Mit Schrecken dachte Thea an Niflheim und die Eisriesen zurück. Sie hatten eine lange, harte Schlacht geschlagen, bei der Wal-Freya an den Rand ihrer Kräfte geraten war, als sie versuchte die Gruppe mit ihren Zaubern zu schützen.

„Außer erneut auf die Suche nach Loki und Fenrir zu gehen, scheint es keine Alternativen zu geben. Und das haben wir schon versucht!“, erwiderte Thor.

„Ich werde euch begleiten“, sagte Odin unerwartet und beschwor damit den Unmut aller Versammelten herauf.

„Auf keinen Fall!“, rief Hermodr. „Das haben wir im Thing besprochen. Das darfst du nicht riskieren!“

Odin erhob sich. „Diesmal werde ich darüber nicht mit euch verhandeln. Thor, Wal-Freya, ihr begleitet mich. Thea ebenfalls.“ Er blickte zu Tom.

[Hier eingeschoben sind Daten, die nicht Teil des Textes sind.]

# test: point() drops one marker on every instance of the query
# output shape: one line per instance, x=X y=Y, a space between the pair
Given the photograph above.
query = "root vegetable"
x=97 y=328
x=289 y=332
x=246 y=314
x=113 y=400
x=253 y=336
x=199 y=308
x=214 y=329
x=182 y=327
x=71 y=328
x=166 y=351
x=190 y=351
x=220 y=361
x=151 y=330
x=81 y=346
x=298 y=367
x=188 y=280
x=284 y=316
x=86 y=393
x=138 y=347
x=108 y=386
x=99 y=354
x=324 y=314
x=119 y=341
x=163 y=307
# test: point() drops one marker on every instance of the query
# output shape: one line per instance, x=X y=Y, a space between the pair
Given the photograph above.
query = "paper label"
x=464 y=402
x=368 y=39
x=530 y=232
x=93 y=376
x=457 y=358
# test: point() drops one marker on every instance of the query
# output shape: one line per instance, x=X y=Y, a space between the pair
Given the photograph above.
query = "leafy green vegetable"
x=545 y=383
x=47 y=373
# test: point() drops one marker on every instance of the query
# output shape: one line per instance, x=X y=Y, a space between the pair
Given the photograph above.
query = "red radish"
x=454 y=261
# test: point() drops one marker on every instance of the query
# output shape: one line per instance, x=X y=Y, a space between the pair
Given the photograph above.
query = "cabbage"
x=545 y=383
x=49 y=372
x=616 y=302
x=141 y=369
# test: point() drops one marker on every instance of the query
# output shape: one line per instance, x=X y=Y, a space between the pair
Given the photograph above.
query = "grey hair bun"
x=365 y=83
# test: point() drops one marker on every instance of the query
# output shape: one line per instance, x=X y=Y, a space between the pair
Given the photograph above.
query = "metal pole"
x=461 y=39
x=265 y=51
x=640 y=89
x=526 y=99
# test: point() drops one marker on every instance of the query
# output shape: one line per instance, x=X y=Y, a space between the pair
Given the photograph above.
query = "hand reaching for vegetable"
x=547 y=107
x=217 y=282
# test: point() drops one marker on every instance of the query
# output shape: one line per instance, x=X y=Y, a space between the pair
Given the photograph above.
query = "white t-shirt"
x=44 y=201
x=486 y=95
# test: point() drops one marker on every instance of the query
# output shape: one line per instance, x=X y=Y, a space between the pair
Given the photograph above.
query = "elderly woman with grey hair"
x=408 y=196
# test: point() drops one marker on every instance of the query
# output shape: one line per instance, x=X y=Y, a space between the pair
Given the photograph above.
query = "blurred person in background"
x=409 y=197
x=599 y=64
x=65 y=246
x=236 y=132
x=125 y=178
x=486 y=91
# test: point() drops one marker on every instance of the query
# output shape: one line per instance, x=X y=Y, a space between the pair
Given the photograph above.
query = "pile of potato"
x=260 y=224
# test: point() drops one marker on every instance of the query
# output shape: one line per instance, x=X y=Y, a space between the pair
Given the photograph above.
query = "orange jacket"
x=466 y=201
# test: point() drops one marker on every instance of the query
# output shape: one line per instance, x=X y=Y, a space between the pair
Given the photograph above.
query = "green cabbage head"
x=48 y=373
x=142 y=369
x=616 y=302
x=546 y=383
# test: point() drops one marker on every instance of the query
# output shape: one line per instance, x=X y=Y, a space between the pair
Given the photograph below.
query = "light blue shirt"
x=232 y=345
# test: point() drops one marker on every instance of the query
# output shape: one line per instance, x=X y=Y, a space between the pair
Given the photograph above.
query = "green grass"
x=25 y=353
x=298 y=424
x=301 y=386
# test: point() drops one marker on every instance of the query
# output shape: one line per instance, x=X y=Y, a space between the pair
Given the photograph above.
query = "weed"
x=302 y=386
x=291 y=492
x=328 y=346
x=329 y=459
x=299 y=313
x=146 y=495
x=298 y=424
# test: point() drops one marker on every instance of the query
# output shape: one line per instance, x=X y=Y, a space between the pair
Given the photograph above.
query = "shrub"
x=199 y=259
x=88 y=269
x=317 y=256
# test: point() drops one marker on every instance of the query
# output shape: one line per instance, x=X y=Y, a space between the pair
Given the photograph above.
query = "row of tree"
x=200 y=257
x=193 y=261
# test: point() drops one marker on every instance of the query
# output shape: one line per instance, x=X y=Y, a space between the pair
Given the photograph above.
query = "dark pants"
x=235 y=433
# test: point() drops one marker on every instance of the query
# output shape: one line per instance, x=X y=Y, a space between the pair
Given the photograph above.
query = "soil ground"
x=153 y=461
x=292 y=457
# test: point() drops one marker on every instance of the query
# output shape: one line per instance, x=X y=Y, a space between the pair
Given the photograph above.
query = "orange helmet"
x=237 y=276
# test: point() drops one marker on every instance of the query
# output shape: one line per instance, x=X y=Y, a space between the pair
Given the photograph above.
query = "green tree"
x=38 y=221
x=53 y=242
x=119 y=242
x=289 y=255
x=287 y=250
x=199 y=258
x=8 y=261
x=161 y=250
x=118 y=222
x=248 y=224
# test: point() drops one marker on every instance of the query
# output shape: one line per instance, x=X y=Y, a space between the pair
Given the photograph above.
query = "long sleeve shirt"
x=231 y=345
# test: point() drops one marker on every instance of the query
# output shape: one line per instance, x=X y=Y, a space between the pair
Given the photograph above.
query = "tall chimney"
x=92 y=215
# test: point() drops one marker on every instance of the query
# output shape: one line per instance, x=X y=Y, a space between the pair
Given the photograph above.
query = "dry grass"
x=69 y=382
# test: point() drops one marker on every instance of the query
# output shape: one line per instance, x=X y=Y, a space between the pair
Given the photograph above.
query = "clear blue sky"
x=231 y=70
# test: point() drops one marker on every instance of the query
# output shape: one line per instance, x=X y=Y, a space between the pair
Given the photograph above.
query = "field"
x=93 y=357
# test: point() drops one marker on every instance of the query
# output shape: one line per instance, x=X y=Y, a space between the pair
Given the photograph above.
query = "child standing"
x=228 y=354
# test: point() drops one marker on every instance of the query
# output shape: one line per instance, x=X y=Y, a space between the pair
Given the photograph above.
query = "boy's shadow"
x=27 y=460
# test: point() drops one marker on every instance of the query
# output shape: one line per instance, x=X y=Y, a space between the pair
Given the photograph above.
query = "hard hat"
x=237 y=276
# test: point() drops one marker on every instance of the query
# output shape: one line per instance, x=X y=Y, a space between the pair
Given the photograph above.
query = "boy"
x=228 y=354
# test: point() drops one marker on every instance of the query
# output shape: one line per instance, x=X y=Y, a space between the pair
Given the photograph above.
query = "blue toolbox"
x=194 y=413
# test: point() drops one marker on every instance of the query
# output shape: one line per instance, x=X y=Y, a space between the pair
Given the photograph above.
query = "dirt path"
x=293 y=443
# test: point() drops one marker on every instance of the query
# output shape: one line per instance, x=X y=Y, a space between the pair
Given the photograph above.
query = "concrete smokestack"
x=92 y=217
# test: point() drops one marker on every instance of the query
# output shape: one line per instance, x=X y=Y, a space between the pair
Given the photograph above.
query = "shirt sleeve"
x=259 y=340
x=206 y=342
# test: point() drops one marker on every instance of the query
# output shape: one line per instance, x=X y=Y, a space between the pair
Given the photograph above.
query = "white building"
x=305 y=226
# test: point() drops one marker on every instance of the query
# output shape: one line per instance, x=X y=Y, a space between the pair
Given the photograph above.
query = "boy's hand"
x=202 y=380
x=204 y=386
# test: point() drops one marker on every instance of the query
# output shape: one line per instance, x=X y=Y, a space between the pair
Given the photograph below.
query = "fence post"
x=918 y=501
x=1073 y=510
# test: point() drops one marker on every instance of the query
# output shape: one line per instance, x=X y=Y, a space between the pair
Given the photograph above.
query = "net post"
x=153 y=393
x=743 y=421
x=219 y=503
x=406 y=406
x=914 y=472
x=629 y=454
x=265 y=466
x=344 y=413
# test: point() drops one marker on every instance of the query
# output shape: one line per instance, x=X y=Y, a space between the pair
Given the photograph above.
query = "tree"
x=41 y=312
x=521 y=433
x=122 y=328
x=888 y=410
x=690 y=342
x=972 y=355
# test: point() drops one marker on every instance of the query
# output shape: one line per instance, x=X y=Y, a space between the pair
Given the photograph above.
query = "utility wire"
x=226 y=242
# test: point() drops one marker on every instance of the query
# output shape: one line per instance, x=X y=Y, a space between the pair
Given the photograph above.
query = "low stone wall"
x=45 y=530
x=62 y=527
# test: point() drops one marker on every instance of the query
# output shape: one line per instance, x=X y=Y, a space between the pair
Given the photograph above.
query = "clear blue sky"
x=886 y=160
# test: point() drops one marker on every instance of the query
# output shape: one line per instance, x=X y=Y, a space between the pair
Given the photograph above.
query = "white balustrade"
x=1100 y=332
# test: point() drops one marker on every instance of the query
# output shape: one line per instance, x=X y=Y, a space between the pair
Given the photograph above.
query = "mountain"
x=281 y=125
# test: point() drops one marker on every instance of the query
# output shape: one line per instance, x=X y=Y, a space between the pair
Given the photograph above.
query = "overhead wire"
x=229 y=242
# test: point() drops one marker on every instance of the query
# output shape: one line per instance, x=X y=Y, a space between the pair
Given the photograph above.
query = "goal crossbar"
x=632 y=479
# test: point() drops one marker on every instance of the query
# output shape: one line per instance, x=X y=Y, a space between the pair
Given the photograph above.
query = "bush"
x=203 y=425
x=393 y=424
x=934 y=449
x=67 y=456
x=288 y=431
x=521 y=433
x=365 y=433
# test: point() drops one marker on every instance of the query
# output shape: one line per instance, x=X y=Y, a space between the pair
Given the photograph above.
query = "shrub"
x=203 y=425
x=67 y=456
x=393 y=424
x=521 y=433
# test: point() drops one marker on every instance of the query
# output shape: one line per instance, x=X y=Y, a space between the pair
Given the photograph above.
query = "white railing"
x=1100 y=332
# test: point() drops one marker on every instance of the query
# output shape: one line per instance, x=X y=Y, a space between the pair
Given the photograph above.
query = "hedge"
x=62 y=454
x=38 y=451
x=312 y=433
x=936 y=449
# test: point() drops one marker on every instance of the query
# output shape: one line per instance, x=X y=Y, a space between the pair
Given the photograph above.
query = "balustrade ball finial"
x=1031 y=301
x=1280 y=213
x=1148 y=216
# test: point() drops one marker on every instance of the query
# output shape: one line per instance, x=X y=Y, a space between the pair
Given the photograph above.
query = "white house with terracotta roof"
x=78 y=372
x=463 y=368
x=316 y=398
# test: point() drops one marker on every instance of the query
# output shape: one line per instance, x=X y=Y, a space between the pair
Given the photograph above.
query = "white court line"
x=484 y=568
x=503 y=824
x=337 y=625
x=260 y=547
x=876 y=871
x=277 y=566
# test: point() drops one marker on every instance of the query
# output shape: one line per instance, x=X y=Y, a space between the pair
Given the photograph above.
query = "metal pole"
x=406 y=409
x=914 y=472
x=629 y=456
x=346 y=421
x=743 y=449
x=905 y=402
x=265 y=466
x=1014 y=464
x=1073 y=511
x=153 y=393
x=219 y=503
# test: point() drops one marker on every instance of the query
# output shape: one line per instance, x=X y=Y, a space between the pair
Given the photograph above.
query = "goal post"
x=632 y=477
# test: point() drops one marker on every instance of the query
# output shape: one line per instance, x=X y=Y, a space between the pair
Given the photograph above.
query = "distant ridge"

„Ich bin dabei“, erklärte dieser und entlockte Odin ein Lächeln.

„Ich auch!“, sagte Juli, ohne darauf zu warten, ob man sie ansprach.

„Das habe ich erwartet“, nickte Odin.

„Ich werde gleichwohl mitkommen“, sagte Tyr.

Odin schüttelte den Kopf. „Ich brauche dich hier, ebenso die anderen. Ihr müsst Asgard beschützen.“

„Du willst nur mit Thor, Wal-Freya und drei Menschen reisen? Ihr könnt euch auch gleich hier umbringen lassen, das ist weniger aufwendig!“, schnappte Tyr.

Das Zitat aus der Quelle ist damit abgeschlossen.